I went to my last ever parents' evening yesterday. I've had 2 children go through school to Yr13 and I don't think they are a waste of time. They have always been personal to our DC. I think they are really beneficial, especially in secondary school where the child might have a problem but won't speak up. It's the ideal opportunity.

Last night was probably the last time I shall see DS2's teachers (unless they are there on results day) so it was nice to say thank you and it was lovely to hear them say they will miss DS2.

A couple of the teachers grabbed me, as they had a free space, to ask after DS1 which was unexpected but they were really pleased to hear how he was getting on.

I shall miss parents evening, DS2's teachers (and DS1's) are really lovely.

ANewMein2015 Thu 12-Feb-15 22:36:12

I like getting a feel for my daughter's teacher, find out what they are currently learning, see the classroom etc. It helps to get a "feel" for how things are for the major part of her day.

All the specific individualised targets make me sad though. (infant school)

Snapespotions Thu 12-Feb-15 22:42:05

Five bloody minutes

We get ten! smile

YourDaughterHasaTattoo Thu 12-Feb-15 22:49:53

As a teacher in a secondary school I have 3 sets of year 11 students to see at parents ev, that's about 60 kids. Fair enough they don't all turn up, but I struggle to give more time to each parent and still leave before 8pm (having started at 5.30!) lornmowa we're not allowed to change the targets. They are set for us based on external exams (normally sats, gcses etc). They are supposed to be "aspirational"; we get little say in moving them (unless it's up of course!).
I still enjoy parents ev though; I love chatting to parents about their children, gives you extra insight into each child as a person. It's a two way method of communication

Vastra Thu 12-Feb-15 23:27:16

It might feel like a waste of time, but as a child I used to wish my mum would go to parents' evening. The fact that she didn't made me feel like she didn't care about me or my education. I always go to my child's teacher conferences purely to show that I care. Sometimes they are informative, sometimes they are bob useless, but I am showing an interest and that will do for me.

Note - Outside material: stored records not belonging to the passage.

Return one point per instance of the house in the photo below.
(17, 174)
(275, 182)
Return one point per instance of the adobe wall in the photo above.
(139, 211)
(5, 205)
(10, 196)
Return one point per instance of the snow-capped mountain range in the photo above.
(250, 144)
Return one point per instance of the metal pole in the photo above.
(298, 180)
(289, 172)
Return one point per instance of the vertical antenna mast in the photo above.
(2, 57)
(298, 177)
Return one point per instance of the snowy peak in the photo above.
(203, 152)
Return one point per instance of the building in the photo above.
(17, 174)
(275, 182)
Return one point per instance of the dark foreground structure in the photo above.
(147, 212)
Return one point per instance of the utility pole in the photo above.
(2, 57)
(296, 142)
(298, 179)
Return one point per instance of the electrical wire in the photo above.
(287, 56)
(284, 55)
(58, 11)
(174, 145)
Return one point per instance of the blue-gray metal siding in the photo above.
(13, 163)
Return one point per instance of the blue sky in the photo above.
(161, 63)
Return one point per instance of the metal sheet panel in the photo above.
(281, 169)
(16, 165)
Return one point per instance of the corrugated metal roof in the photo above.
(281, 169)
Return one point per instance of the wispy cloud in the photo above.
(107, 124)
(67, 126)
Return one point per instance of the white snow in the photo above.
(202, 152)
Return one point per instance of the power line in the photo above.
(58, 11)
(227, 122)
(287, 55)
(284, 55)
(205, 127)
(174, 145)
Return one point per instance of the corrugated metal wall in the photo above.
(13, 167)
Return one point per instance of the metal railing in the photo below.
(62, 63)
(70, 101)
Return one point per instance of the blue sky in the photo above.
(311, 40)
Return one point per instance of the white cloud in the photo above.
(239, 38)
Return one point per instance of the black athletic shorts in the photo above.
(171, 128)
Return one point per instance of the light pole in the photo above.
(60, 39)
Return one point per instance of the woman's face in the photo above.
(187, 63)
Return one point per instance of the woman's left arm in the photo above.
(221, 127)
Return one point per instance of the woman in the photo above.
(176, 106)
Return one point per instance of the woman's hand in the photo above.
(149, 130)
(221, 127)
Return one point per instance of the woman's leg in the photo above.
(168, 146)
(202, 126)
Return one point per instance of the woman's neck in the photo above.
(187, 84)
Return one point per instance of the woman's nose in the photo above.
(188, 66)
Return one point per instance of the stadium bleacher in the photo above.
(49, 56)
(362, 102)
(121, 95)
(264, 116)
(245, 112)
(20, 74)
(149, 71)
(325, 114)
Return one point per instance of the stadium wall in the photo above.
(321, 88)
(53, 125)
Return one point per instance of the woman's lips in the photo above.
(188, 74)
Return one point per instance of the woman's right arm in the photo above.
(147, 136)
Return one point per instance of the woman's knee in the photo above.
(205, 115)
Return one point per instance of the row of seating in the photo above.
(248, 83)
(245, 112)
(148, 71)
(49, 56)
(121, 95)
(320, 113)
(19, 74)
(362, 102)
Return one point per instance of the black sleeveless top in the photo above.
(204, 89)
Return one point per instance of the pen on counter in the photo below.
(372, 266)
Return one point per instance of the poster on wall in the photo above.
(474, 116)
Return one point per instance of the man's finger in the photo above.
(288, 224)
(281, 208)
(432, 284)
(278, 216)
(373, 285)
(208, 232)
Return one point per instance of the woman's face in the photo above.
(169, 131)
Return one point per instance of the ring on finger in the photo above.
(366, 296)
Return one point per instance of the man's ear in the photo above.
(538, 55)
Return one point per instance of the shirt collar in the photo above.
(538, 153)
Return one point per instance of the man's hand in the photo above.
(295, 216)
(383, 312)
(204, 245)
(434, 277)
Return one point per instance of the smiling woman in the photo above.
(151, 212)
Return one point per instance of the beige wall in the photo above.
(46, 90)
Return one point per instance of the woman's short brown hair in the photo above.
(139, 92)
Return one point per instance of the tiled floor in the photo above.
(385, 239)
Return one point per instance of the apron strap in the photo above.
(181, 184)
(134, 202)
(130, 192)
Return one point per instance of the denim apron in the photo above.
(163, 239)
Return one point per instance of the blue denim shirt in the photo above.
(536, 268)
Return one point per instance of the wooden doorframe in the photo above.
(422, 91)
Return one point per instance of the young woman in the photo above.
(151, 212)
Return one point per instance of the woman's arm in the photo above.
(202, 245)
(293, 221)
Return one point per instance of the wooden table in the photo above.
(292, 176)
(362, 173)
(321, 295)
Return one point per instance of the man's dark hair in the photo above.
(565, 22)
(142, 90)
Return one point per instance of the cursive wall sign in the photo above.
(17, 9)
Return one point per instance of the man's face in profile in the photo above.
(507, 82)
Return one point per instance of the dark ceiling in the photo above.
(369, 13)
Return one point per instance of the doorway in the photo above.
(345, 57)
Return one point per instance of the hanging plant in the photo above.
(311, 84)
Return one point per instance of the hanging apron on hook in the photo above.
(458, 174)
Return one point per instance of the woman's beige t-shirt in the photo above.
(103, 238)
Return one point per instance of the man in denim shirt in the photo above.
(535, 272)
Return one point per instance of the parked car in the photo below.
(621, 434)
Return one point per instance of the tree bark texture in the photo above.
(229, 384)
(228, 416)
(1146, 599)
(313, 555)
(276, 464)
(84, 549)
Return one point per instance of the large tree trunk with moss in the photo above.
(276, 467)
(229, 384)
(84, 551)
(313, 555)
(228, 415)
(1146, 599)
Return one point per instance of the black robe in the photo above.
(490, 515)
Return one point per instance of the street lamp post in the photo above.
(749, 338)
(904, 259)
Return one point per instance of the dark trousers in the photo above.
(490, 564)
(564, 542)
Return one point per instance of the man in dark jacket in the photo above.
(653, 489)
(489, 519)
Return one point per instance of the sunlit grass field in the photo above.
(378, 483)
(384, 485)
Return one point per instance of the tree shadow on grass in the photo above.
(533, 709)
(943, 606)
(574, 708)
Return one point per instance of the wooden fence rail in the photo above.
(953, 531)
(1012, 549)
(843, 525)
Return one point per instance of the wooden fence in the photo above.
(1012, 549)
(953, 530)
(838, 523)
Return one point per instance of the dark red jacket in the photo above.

UptheChimney Fri 13-Feb-15 07:36:16

These days teachers don't seem to be able to say anything spontaneous about our children. They just look at their spreadsheet and tell us the result of their last assessment.

Given the response here when teachers do dare to say anything spontaneous about people's PFBs which doesn't back up the parents' assumption of their FB's P, I'm not surprised.

AnyFucker Fri 13-Feb-15 07:40:33

I hate parents evening with every fibre of my being

Older Fri 13-Feb-15 07:40:49

Mostly they are very good. The teachers who don't actually know my child rarely impress but the vast majority know her, know her strengths and weaknesses and give me ideas for helping and encouraging. Mostly it's an opportunity to let DDS know I think they are important and I'm impressed by their work <<<that is priceless for motivating them

Flimflammer Fri 13-Feb-15 07:41:39

What is said is mostly incomprehensible gabble about levels and tmg .....I listen politely then ask if he is behaving himself and working hard enough. That's really all I need to know.

bruffin Fri 13-Feb-15 08:08:29

Given the response here when teachers do dare to say anything spontaneous about people's PFBs which doesn't back up the parents' assumption of their FB's P, I'm not surprised.

grin spot on
Dreading ours last night for DD 17 as she had done badly in her mocks, but it was very positive as she knows the subjects, participates well etc and last night was a very much a boost her confidence exercise. It can be all doom and gloom when they get bad exam scores but as a parent it is reassuring to know that your child is very capable and its about tweaking their skills, rather than a complete overhall. Parents evening put everything into perspective and gave her and us some ideas of where to go next.

Mehitabel6 Fri 13-Feb-15 08:09:32

I have always found them very good but you need to be prepared. Have a list of questions and know what you want to discuss - it is a two way thing and if you expect just to sit and get information I expect that you will be disappointed.